Le scritture giudeo-cristiane danno per certa l'impossibilità di vedere Dio. A Mosè, che chiedeva di contemplarne la gloria, l' Altissimo replicò: "Tu non potrai vedere il mio volto, perché nessun uomo può vedermi e restare vivo" (Es 33, 20), e quando uno dei discepoli chiese a Gesù di mostrare loro il Padre, egli rispose: "Chi ha visto me, ha visto il Padre" (Gv 14, 9). Dio, cioè, o non si vede affatto o si vede con un altro aspetto, quello di Cristo, pure questo però sfuggente, come suggerisce ancora il Vangelo: "Signore, quando ti abbiamo visto affamato ?" chiedono quelli a cui un re dice: "Venite, benedetti del Padre mio" perché gli hanno dato da mangiare quando aveva bisogno (Mt 25, 24-37; 37, 34), rispondendo alla loro domanda con le parole: "In verità vi dico: tutto quello che avete fatto a uno solo di questi miei fratelli più piccoli, l'avete fatto a me" (25,40).

"Questi miei fratelli più piccoli". Ecco il senso della presente mostra, che rivisita grandi capolavori d'arte cristiana sostituendo ai personaggi immaginati dagli artisti, attori scelti tra i fratelli più piccoli di Cristo: donne, uomini e bambini portatori di disabilità.
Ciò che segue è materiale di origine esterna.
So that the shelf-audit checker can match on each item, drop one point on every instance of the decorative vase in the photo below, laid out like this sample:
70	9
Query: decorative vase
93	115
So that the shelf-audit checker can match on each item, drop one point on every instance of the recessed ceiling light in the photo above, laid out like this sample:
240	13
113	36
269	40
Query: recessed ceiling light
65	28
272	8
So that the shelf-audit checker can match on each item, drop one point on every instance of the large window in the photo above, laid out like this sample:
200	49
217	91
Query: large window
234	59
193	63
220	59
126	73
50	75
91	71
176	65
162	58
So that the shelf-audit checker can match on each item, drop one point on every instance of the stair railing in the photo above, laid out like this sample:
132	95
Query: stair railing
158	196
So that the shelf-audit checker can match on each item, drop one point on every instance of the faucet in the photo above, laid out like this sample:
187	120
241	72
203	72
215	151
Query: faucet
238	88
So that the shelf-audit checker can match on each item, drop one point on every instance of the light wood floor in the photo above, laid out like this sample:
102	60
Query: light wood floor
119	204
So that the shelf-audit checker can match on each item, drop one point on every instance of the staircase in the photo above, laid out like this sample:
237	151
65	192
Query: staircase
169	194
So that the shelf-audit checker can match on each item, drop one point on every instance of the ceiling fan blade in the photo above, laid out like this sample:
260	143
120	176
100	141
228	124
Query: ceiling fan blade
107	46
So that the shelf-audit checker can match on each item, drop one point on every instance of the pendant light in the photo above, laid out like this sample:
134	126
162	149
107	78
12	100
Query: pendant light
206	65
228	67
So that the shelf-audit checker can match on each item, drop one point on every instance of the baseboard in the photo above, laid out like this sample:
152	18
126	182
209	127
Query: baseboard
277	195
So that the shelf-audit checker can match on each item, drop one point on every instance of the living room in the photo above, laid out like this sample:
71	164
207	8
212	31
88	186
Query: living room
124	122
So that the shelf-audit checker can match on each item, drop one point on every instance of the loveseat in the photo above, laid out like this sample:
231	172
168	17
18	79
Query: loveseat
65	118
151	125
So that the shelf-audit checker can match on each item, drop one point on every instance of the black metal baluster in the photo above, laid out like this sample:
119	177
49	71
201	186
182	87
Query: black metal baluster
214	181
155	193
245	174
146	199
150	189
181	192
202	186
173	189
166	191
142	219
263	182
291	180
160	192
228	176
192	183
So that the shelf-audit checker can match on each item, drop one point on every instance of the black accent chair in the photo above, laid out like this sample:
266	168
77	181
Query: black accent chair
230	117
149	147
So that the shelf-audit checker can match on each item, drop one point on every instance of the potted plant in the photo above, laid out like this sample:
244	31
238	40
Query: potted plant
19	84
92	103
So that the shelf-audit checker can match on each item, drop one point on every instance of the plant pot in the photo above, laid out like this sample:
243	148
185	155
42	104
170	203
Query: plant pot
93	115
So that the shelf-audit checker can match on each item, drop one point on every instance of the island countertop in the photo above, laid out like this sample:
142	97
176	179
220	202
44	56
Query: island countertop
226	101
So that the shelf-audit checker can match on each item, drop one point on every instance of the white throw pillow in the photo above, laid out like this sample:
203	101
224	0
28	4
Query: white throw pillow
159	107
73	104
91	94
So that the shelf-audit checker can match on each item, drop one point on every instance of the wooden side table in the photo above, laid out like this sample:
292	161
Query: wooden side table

La duplice logica di queste sostituzioni è sempre biblica: da una parte, come Dio spiegò a Samuele, quando questi voleva ungere re d'Israele il primogenito di Iesse, bello e imponente: "non conta quel che vede l'uomo .... l'uomo vede l'apparenza, ma il Signore vede il cuore" (ISam 16,7); e d'altra parte la consapevolezza che "adesso noi vediamo in modo confuso, come in uno specchio" e "adesso conosco in modo imperfetto", mentre un giorno vedrò e conoscerò perfettamente (I Cor 13, 12). La prima affermazione, che cioè l'uomo vede solo in maniera superficiale, mentre Dio vede il cuore, viene avanzata nel racconto della elezione di Davide, il figlio più giovane di Iesse, per la dignità regale. E la seconda, sul modo imperfetto in cui vediamo e conosciamo per ora cose e persone, è parte dell'inno intessuto da san Paolo alla carità, "magnanima, benevola", che "tutto scusa, tutto spera, tutto sopporta" (ICor 13,4-: 4,7). Per Paolo è infatti la carità a schiarire la nostra vista e la nostra intelligenza, permettendoci di vedere non solo il riflesso della realtà ma la sua faccia autentica, e di conoscere Dio come noi stessi siamo da lui conosciuti (13,12).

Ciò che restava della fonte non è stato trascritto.